The court then addressed the validity of the supervised release conditions. The district court had orally pronounced several special conditions but then stated “they will be imposed as stated and as set out in the Appendix there,” referring to an appendix to the Judge’s Sentencing Options Worksheet. The Government conceded that the worksheet was never disclosed to the defendant or his counsel, and the record did not show the defendant reviewed it. The court held that under its precedent established in United States v. Diggles, due process requires that before adopting a written list of conditions, the district court must ensure the defendant had an opportunity to review the document with counsel. Here, the appendix was never disclosed, so the defendant could not have known of the home detention requirement tucked within the location monitoring condition.
The court emphasized that home detention is an especially restrictive condition—Congress cautioned it should only be imposed as “an alternative to incarceration” under 18 U.S.C. § 3563(b)(19). Home detention is not a natural follow-on to location monitoring, so pronouncing the latter would not alert counsel and the defendant to the former. The court found the district court abused its discretion by adopting undisclosed conditions without notice or opportunity to object and vacated the two improperly pronounced conditions: the home detention special condition and Standard Condition 13 (requirement to follow probation officer instructions).
Key Takeaways
- An appeal from a revocation of supervised release is not moot if conditions from that revocation form the basis for a subsequent revocation, allowing a defendant to seek modification of the current sentence through collateral relief.
- Before adopting a written list of supervised release conditions at sentencing, the district court must ensure the defendant had an opportunity to review and object to the document with counsel—adoption by reference to an undisclosed appendix or worksheet fails to satisfy due process.
- Home detention is a highly restrictive condition requiring explicit oral pronouncement; it cannot be imposed solely through incorporation into a location monitoring condition without clear notice and opportunity to object.
Why It Matters
This decision clarifies important procedural safeguards at sentencing in supervised release revocation proceedings. Many district courts rely on standardized sentencing worksheets and adopt conditions by reference to appendices or related documents. Kendall requires that defendants receive actual notice of and opportunity to object to all proposed conditions, not merely a general reference to an appendix. Significantly, the court’s emphasis on home detention as a uniquely restrictive condition signals heightened scrutiny: sentencing courts must pronounce such conditions explicitly, not bury them in referenced documents.
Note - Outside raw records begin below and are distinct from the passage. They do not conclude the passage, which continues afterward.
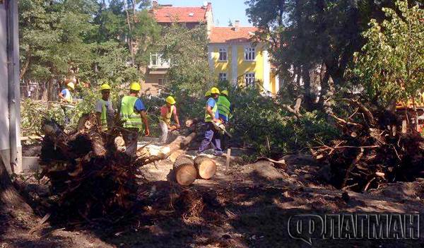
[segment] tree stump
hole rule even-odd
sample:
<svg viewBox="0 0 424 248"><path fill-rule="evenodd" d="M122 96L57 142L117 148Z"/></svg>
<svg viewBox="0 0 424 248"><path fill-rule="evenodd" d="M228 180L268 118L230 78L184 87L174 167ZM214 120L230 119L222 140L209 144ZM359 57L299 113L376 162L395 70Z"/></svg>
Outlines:
<svg viewBox="0 0 424 248"><path fill-rule="evenodd" d="M205 155L194 158L194 167L197 170L199 177L201 179L211 179L216 172L215 161Z"/></svg>
<svg viewBox="0 0 424 248"><path fill-rule="evenodd" d="M183 186L190 185L197 177L197 171L194 167L193 159L187 155L177 158L173 165L175 181Z"/></svg>

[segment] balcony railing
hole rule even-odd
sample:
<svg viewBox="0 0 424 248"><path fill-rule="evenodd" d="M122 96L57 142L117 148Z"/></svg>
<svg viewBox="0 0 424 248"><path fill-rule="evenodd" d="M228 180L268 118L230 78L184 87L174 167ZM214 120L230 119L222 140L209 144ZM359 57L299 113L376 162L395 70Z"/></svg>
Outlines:
<svg viewBox="0 0 424 248"><path fill-rule="evenodd" d="M162 58L161 54L151 54L150 69L168 69L171 64L170 59Z"/></svg>

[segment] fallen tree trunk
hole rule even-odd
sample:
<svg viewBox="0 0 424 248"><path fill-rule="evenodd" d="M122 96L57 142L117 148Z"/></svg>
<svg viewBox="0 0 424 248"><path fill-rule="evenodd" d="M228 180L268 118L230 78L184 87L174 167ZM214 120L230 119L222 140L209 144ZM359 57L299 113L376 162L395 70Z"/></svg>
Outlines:
<svg viewBox="0 0 424 248"><path fill-rule="evenodd" d="M167 158L196 136L192 132L187 137L179 136L165 146L147 146L139 149L134 159L124 153L122 128L99 131L95 117L85 116L78 131L70 134L54 121L46 120L42 125L45 135L40 156L42 173L49 178L51 192L57 196L52 206L58 209L52 213L61 213L64 218L121 219L131 213L139 197L139 187L143 178L139 166ZM196 179L192 163L192 166L191 172L187 166L178 168L182 184L191 183L185 174L192 173Z"/></svg>
<svg viewBox="0 0 424 248"><path fill-rule="evenodd" d="M383 182L423 176L424 139L420 134L414 129L401 131L402 119L396 113L369 107L358 100L345 102L356 107L349 117L330 113L343 135L330 144L311 149L317 160L330 165L334 186L362 191Z"/></svg>
<svg viewBox="0 0 424 248"><path fill-rule="evenodd" d="M193 159L187 155L181 155L177 158L172 166L172 170L174 178L179 185L190 185L197 177Z"/></svg>
<svg viewBox="0 0 424 248"><path fill-rule="evenodd" d="M20 214L30 215L31 207L24 201L16 191L9 175L6 170L3 159L0 156L0 202L8 210L20 212Z"/></svg>
<svg viewBox="0 0 424 248"><path fill-rule="evenodd" d="M201 155L196 157L194 158L194 167L197 170L199 177L201 179L211 179L216 172L216 164L215 161L207 156Z"/></svg>

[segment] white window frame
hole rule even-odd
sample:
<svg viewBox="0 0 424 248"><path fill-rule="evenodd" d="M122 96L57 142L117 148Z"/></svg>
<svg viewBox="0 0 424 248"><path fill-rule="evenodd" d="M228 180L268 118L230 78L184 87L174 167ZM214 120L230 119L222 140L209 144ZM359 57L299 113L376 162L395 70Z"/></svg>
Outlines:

The decision also has implications for appellate jurisdiction in revocation cases. By holding that a defendant may challenge conditions underlying a superseding revocation, the court preserves meaningful appellate review in situations where revocations follow in succession. This prevents the practical mooting of procedural challenges simply because a defendant’s sentence has been modified while an appeal is pending, ensuring that fundamental due process protections at sentencing remain enforceable.